Karayip Korsanları'nın çekildiği Lanikai plajı Amerika'nın en ünlü talk-show'cusu Oprah Winfrey ve Michelle Pfeiffer’in evlerinin de bulunduğu çok güzel bir koy. Hemen yanındaki Kaiula Beach ise ABD’nin en güzel 10 plajından birisi olarak anılıyor. Ayrıca Diamond Head krateri, mercanları ve renkli balıklarıyla koruma altına alınan Hanauma Bay ve North Shore bölgesi de adanın görülmesi gereken yerleri arasında.
Karadan gezdiğimiz adayı ayrıca helikopter turu yaparak havadan da gördük. Cüneyt resimleri çekti, ben de kamera çekimi yaptım. Daha önce Las Vegas'dan Grand Canyon’a kadar süper bir helikopter deneyimi yaşadığım için bunun da çok güzel olacağına emindim, nitekim harika bir yolculuk oldu. Özellikle şahane Ka'a'awa vadisinin içinden geçerken sarp dağlarla burun buruna gelmek ve dağların arasından akan şelaleleri izlemek çok heyecan vericiydi.
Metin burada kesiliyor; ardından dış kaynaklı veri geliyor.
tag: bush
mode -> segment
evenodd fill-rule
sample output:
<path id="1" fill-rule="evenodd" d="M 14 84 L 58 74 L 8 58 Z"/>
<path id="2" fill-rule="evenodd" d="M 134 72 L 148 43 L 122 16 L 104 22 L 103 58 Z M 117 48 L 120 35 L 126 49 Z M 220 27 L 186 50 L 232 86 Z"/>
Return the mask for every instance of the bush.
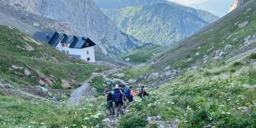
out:
<path id="1" fill-rule="evenodd" d="M 119 122 L 118 127 L 130 128 L 130 127 L 143 127 L 147 125 L 147 122 L 138 115 L 132 114 L 126 115 L 125 118 L 122 118 Z"/>
<path id="2" fill-rule="evenodd" d="M 232 66 L 234 67 L 237 67 L 237 66 L 240 66 L 240 65 L 243 65 L 243 63 L 241 62 L 239 62 L 239 61 L 234 62 L 234 63 L 232 65 Z"/>
<path id="3" fill-rule="evenodd" d="M 248 58 L 248 59 L 253 59 L 253 60 L 256 59 L 256 53 L 251 54 Z"/>

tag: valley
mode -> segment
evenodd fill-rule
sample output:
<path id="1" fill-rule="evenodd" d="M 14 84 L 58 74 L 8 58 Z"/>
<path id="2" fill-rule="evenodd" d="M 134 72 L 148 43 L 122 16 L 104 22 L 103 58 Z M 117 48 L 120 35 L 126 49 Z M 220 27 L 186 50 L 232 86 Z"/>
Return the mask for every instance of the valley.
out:
<path id="1" fill-rule="evenodd" d="M 47 2 L 51 1 L 53 1 Z M 130 4 L 166 6 L 147 3 L 153 1 L 132 1 Z M 111 29 L 100 31 L 108 33 L 97 33 L 100 35 L 93 37 L 106 43 L 101 42 L 107 52 L 98 49 L 96 58 L 101 61 L 95 63 L 75 59 L 31 36 L 35 31 L 54 28 L 80 35 L 82 28 L 71 29 L 76 21 L 68 24 L 70 27 L 67 29 L 60 25 L 63 21 L 61 19 L 67 15 L 52 15 L 50 7 L 44 6 L 43 3 L 38 13 L 54 20 L 43 18 L 36 12 L 28 13 L 9 3 L 0 0 L 0 127 L 256 127 L 255 1 L 246 1 L 223 17 L 165 46 L 143 45 L 135 38 L 131 44 L 125 41 L 117 43 L 121 40 L 118 37 L 108 45 L 113 40 L 108 40 L 108 36 L 120 35 L 109 31 L 116 29 L 116 34 L 121 31 L 108 22 Z M 93 5 L 93 10 L 99 10 L 92 1 L 68 3 L 79 3 L 85 8 L 87 3 Z M 57 7 L 52 9 L 58 10 Z M 127 7 L 123 11 L 136 8 L 141 6 Z M 110 19 L 102 18 L 107 17 L 102 15 L 103 12 L 97 12 L 101 16 L 97 19 L 111 22 Z M 76 19 L 69 20 L 72 19 Z M 84 22 L 94 24 L 86 28 L 93 29 L 98 26 L 95 24 L 102 24 L 93 21 Z M 39 25 L 35 26 L 35 22 Z M 89 35 L 97 31 L 96 29 Z M 100 39 L 102 36 L 106 38 Z M 132 38 L 123 36 L 119 36 L 123 41 Z M 122 50 L 118 50 L 119 46 Z M 109 115 L 104 92 L 105 88 L 113 90 L 116 84 L 124 89 L 132 86 L 136 93 L 133 102 L 125 101 L 127 108 L 124 115 L 119 116 Z M 149 93 L 143 99 L 138 97 L 141 86 Z"/>

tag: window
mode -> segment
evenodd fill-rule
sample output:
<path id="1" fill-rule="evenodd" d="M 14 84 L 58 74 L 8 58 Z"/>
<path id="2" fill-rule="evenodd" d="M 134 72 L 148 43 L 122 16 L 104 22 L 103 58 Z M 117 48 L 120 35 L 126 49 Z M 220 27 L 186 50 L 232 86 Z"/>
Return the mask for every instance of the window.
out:
<path id="1" fill-rule="evenodd" d="M 68 47 L 68 44 L 63 43 L 62 44 L 62 47 Z"/>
Helikopter turu sırasında ayrıca 1941'de Japon uçaklarıyla bombalanan Pearl Harbor'da batan USS Arizona ve USS Utah gemilerini de havadan gördük. USS Arizona'nın hemen üstüne onun anısına beyaz bir memorial yapmışlar. Savaşta kurtulan USS Bowfin denizaltısının da içini gezdik. Hayatımda ilk defa bir denizaltıya girdim, aman yarabbim ne kadar daracıktı; kamaralar, mutfak, yemek salonu vb. inanılmaz dar ve klostrofobikti. İnsanlar bir denizaltında nasıl yaşıyorlar acaba? Acıdım vallahi hallerine:((
Hawai’de yapılması gereken şeylerden biri de yöresel dans ve müzik şovları olan “Luau” izlemek. Birçok değişik Luau gösterisi var, ben Paradise Cove Luau’ya gittim. Polinezya kültürünü tanıttıkları ve ada halkının günlük yaşamını da sergiledikleri birkaç saatlik aktivite bana çok turistik gelse de akşamki şov oldukça başarılıydı. Hem vücutları hem de kendileri gayet güzel olan kızlar ve yakışıklı çocukların yerel kıyafetleriyle yaptıkları Hawai ve Tahiti dansları oldukça hoş ve seksiydi. Özellikle ateşle dans eden çocuğun gösterisi çok iyiydi. Benden birkaç ay önce bu şovu izlemeye ünlü şarkıcı Rihanna da gitmiş. O gider de ben gidemem mi, benim neyim eksik ayol :))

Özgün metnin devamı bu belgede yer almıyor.